The use of generative AI as shadow IT is becoming a growing concern in global enterprises. While shadow IT already poses several risks, the adoption of generative AI apps is exacerbating the problem and raising new security, privacy, and legal issues.
Shadow IT refers to the use of unsanctioned or unauthorized technology within an organization. It may involve employees using their personal devices or software without the approval or knowledge of the IT department. This can lead to decreased control over sensitive data, an increased attack surface, risk of data loss, compliance issues, and inefficient data analysis. These risks have been well-documented in various studies.
However, what sets generative AI apart from other shadow IT tools is its incredible growth and adoption rate. Some experts compare it to the early days of the internet, with the potential for unparalleled global growth. Companies offering AI opportunities are receiving significant attention, and adoption rates are skyrocketing. For example, ChatGPT, a popular generative AI app, recently reached 100 million users, with 1.6 billion visits to its website in June 2023. This level of adoption is unprecedented and could have game-changing implications.
The rapid adoption of generative AI raises genuine concerns among IT leaders, especially regarding security. Executives are becoming increasingly aware of the potential implications of using free generative AI tools.

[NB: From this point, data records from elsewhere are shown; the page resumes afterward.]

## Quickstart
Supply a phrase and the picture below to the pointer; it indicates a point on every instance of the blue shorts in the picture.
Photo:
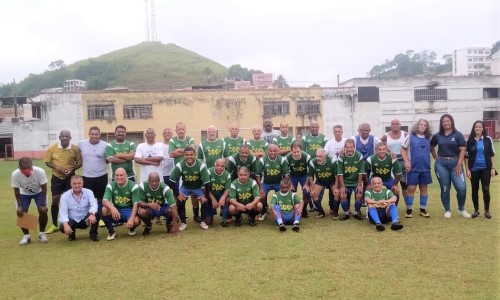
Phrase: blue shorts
(197, 192)
(416, 178)
(26, 201)
(159, 213)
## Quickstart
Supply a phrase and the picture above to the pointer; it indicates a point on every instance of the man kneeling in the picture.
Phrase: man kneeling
(382, 206)
(287, 207)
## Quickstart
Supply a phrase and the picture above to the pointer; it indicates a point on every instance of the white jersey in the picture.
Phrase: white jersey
(29, 185)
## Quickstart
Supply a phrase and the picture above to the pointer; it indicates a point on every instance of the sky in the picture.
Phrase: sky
(305, 41)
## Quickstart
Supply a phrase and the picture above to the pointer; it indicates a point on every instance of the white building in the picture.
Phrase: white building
(471, 61)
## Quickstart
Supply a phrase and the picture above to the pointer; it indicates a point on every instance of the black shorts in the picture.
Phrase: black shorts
(96, 185)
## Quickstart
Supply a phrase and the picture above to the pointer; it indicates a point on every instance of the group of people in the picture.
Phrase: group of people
(236, 176)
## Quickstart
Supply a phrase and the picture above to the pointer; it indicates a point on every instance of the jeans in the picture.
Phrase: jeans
(446, 176)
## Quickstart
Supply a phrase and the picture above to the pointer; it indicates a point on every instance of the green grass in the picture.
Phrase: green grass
(429, 258)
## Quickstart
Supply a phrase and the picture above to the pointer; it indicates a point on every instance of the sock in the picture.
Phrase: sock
(54, 210)
(423, 201)
(372, 211)
(279, 219)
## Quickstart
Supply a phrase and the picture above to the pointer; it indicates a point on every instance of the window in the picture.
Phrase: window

While these tools may offer convenience and productivity benefits, they also bring along licensing, copyright, legal, intellectual property, and misinformation concerns. Therefore, organizations must consider the risks associated with these tools and develop appropriate strategies to mitigate them.
Managing end-user behavior has always been a challenge for IT leaders. They have been striving to support enterprise end users while also securing sensitive data. However, generative AI apps like ChatGPT present new challenges in this regard. These applications offer compelling reasons for employees to bypass enterprise-authorized applications and use unsanctioned tools for completing business tasks.

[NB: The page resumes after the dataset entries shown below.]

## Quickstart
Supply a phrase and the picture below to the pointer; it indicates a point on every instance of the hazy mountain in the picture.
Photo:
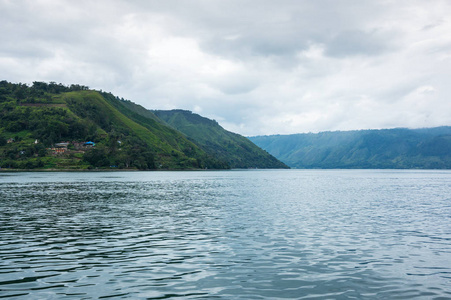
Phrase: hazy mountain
(233, 148)
(400, 148)
(49, 125)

To address these concerns, organizations need to implement robust security measures and educate employees about the risks associated with generative AI and shadow IT. This includes raising awareness about licensing and copyright issues, potential legal implications, and the importance of safeguarding intellectual property. Additionally, enterprises should consider deploying AI-specific security solutions to monitor and control the use of generative AI tools within their networks.
Furthermore, collaboration between IT departments and business units is crucial to strike a balance between data security and enabling employee productivity. IT leaders should work closely with business leaders to understand their needs and concerns regarding generative AI. By doing so, they can develop policies and guidelines that address the unique challenges presented by these tools while ensuring data protection and compliance.
In conclusion, the use of generative AI as shadow IT introduces new risks to global enterprises. While shadow IT already poses several challenges, the rapid adoption of generative AI apps amplifies these risks. IT leaders and executives must be proactive in understanding and addressing the security, privacy, and legal implications of using unsanctioned generative AI tools. By implementing robust security measures, raising awareness, and fostering collaboration between IT and business units, organizations can mitigate the potential dangers associated with generative AI as shadow IT.